LOUIS DEGOS – Replacer les avocats au centre du débat public en portant leur parole auprès des acteurs politiques, socio-économiques, culturels. Accroître la compétitivité des cabinets en modernisant nos règles et en mettant à disposition gratuite des logiciels de gestion pour les cabinets. Améliorer la formation des élèves avocats, le recrutement, le management, le bien-être et la santé mentale dans les cabinets.
CARINE DENOIT-BENTEUX – Il y a 37 000 avocats à Paris, dans un contexte d’élection municipale et présidentielle, leur voix est capitale. Nous sommes le plus grand barreau de l’Union européenne, nous devons tenir notre rang à l’international. Et puis nous sommes un barreau majoritairement féminin, en particulier dans ma matière qui est le droit de la famille. Nous allons lancer un institut sur le leadership féminin, pour travailler sur la gestion de carrière des femmes.
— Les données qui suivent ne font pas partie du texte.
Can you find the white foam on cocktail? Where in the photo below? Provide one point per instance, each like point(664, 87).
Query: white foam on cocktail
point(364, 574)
LD – Il y a 56 % de femmes au barreau de Paris. Au début de la carrière, ce pourcentage monte à 65 %, mais il baisse à la fin. Nous devons nous interroger sur ces parcours et sur les postes que les femmes occupent dans les cabinets.
Comment envisagez-vous votre rôle dans le contexte actuel d’instabilité politique et de campagne électorale ?
CD-B – Nous serons fermes et forts sur la défense de nos valeurs fondamentales et nous mènerons ces combats avec l’ensemble des acteurs du monde du droit, en particulier les magistrats. Il y a urgence à protéger l’État de droit quand déjà des juges et des avocats sont ciblés. La défense et la protection, être partout et pour tous, c’est ça l’enjeu.